The second contributing factor is how people behave once lockdown ends. Again, personal precautions are not consistent across Europe. In Denmark, for instance, almost no one wears a face covering; in Spain, Germany and Italy, masks are mostly mandatory. But these disparities, which reflect differing regional levels of risk, make sense when the virus has so far been suppressed to a manageable level and where governments are closely monitoring new case clusters and quickly reinstating localized lockdowns when infections spike.
That’s not the case, however, in places such as Florida, Texas and Arizona, where governors have resisted calls to make masks mandatory and have insisted that lockdown is over for good. According to a recent study reported in Health Affairs, mask mandates in 15 states may have prevented as many as 450,000 COVID-19 cases in the U.S., and new modeling from U.K.-based researchers suggests that effective public health efforts to track new infections and trace and isolate the contacts of those infected can also lower the risk of infection in a population by more than half.
Yet in the U.S., views about mask wearing and social distancing have become incredibly polarized. A new Gallup poll shows that only about 30 percent of Republicans would now advise others to stay home as much as possible (down from more than 80 percent in March), and fewer than half of Republicans say they’ve practiced social distancing in the last 24 hours (down from about 90 percent in March). Among Democrats, both numbers are still hovering around 90 percent. Given how little mitigation and containment some state governments are doing, and how lax certain segments of the population have become, especially young people, it’s no wonder that cases are rising. Few other countries have followed a similar curve, but the ones that have — such as Iran — also report widespread skepticism about science, distrust in government, premature rollbacks of lockdown and low levels of compliance with public-health guidelines.
The point here is not that lockdown should have continued forever.

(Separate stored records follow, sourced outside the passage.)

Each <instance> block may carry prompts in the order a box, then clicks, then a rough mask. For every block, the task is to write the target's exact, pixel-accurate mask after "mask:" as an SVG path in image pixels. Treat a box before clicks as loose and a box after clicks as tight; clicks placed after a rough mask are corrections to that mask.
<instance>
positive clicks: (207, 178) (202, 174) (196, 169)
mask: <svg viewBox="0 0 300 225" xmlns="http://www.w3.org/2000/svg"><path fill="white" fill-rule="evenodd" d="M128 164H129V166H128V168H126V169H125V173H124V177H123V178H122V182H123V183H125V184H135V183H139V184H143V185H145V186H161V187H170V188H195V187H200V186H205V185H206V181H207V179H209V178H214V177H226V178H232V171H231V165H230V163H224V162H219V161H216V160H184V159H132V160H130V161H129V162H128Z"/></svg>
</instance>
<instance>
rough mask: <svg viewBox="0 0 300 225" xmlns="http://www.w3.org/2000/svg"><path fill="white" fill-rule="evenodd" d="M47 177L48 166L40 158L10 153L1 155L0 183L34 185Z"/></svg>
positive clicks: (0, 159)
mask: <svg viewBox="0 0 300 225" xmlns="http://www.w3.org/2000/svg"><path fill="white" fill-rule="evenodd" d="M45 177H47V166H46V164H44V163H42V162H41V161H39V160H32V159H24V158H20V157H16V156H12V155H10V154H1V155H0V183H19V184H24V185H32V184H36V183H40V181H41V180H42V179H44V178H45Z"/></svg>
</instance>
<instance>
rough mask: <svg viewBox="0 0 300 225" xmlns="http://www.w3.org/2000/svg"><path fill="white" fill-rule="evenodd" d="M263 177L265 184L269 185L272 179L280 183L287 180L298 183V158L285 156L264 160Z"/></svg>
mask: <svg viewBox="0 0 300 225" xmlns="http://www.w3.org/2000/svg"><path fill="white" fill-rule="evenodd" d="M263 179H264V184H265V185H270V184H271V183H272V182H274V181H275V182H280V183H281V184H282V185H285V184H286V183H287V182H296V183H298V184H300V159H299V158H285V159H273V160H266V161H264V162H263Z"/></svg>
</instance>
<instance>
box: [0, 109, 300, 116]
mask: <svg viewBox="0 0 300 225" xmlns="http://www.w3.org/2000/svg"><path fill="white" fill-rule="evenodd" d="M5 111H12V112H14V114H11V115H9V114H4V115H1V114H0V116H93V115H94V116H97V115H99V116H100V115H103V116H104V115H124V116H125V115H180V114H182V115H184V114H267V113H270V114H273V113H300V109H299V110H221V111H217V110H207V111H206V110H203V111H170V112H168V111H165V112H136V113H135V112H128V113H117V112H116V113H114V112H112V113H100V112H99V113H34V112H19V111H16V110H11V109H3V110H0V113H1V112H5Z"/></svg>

After all, it ended in Europe, and so far, cases haven’t spiked there. The point is that lockdown should have lasted as long as necessary to limit the amount of virus circulating in the population; reopening should have been tailored to conditions on the ground; and personal precautions should have been encouraged, not politicized.
If those things had happened, the U.S. might have looked more like the EU by now. And Americans might have been planning their trips to Paris or Barcelona.